Transgenic Mouse α- and β-Cardiac Myosins Containing the R403Q Mutation Show Isoform-dependent Transient Kinetic Differences

Familial hypertrophic cardiomyopathy (FHC) is a major cause of sudden cardiac death in young athletes. The discovery in 1990 that a point mutation at residue 403 (R403Q) in the β-myosin heavy chain (MHC) caused a severe form of FHC was the first of many demonstrations linking FHC to mutations in muscle proteins.
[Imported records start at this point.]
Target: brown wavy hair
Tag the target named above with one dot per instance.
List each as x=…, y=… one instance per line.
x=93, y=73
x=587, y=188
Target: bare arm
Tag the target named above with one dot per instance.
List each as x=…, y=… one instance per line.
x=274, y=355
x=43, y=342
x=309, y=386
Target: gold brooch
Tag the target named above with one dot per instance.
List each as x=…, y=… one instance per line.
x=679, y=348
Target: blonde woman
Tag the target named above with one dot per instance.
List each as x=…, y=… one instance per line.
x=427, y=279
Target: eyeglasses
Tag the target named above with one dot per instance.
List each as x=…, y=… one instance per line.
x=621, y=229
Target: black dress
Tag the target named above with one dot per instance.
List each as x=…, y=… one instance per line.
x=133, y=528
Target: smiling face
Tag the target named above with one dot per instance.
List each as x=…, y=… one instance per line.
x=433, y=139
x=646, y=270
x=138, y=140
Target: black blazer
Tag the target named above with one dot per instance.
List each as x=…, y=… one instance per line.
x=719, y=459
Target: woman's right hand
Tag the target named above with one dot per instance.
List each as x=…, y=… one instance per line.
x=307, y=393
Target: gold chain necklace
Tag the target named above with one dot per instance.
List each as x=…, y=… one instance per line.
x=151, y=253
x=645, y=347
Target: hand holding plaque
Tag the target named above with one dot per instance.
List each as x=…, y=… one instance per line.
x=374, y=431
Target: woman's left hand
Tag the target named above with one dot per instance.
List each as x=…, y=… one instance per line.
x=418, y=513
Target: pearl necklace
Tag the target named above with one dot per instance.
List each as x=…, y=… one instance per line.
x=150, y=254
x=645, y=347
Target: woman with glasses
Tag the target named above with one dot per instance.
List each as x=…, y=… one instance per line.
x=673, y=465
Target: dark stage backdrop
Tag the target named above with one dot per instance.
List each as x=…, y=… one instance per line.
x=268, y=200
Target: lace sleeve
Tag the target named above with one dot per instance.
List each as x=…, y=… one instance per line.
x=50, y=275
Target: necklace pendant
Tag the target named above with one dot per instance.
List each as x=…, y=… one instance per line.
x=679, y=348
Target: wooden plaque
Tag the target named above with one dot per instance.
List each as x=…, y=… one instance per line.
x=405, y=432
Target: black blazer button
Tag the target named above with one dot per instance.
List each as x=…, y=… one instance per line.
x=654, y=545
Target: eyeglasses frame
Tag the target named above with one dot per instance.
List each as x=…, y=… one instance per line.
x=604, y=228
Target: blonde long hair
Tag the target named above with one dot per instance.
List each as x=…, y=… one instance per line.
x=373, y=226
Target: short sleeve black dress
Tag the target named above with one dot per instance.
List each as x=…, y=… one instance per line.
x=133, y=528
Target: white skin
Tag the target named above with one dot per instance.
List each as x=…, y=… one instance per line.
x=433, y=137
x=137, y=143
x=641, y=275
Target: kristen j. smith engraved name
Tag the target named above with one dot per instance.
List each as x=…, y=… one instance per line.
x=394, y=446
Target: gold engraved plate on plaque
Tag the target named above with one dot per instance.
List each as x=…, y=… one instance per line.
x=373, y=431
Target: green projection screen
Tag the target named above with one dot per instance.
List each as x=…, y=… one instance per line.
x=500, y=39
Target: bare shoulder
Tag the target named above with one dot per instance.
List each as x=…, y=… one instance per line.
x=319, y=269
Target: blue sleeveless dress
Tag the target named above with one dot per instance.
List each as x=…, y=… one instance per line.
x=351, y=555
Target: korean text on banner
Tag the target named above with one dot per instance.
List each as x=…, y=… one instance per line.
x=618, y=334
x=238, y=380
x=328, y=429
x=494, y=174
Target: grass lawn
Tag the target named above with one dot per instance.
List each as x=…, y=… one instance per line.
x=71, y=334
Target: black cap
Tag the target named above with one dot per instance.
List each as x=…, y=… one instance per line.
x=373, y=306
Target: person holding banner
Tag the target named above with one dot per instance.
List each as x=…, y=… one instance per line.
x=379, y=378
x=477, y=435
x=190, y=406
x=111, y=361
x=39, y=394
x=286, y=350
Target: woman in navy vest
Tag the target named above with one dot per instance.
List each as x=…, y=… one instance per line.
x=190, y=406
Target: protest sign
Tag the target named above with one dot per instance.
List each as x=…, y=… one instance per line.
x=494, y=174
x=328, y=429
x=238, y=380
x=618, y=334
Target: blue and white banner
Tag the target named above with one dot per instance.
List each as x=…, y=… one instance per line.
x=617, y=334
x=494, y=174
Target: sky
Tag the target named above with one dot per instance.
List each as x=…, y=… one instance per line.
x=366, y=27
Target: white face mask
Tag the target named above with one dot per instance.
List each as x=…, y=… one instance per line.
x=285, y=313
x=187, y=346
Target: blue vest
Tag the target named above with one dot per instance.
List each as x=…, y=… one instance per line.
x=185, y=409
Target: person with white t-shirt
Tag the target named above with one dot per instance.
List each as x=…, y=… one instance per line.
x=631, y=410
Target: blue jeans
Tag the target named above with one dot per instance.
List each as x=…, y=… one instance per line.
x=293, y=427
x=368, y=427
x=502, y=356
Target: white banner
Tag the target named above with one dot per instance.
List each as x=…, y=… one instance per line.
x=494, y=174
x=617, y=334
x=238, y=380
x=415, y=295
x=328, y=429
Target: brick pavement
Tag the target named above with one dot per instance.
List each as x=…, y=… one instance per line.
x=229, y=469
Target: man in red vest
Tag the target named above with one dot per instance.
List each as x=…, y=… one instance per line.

A mouse model for FHC has been widely used to study the mechanochemical properties of mutated cardiac myosin, but mouse hearts express α-MHC, whereas the ventricles of larger mammals express predominantly β-MHC. To address the role of the isoform backbone on function, we generated a transgenic mouse in which the endogenous α-MHC was partially replaced with transgenically encoded β-MHC or α-MHC. A His6 tag was cloned at the N terminus, along with R403Q, to facilitate isolation of myosin subfragment 1 (S1). Stopped flow kinetics were used to measure the equilibrium constants and rates of nucleotide binding and release for the mouse S1 isoforms bound to actin. For the wild-type isoforms, we found that the affinity of MgADP for α-S1 (100 μm) is ∼ 4-fold weaker than for β-S1 (25 μm). Correspondingly, the MgADP release rate for α-S1 (350 s−1) is ∼3-fold greater than for β-S1 (120 s−1). Introducing the R403Q mutation caused only a minor reduction in kinetics for β-S1, but R403Q in α-S1 caused the ADP release rate to increase by 20% (430 s−1). These transient kinetic studies on mouse cardiac myosins provide strong evidence that the functional impact of an FHC mutation on myosin depends on the isoform backbone. Background: The mouse model for cardiac disease has been the focus for mutational studies on the α-cardiac myosin heavy chain (MHC). Results: Transient kinetics showed that R403Q enhanced ADP release in mouse α-MHC but not in mouse β-MHC. Conclusion: The functional impact of a mutation depends on the myosin isoform. Significance: The R403Q mutation in human β-cardiac myosin likely compromises its function leading to hypertrophic cardiomyopathy.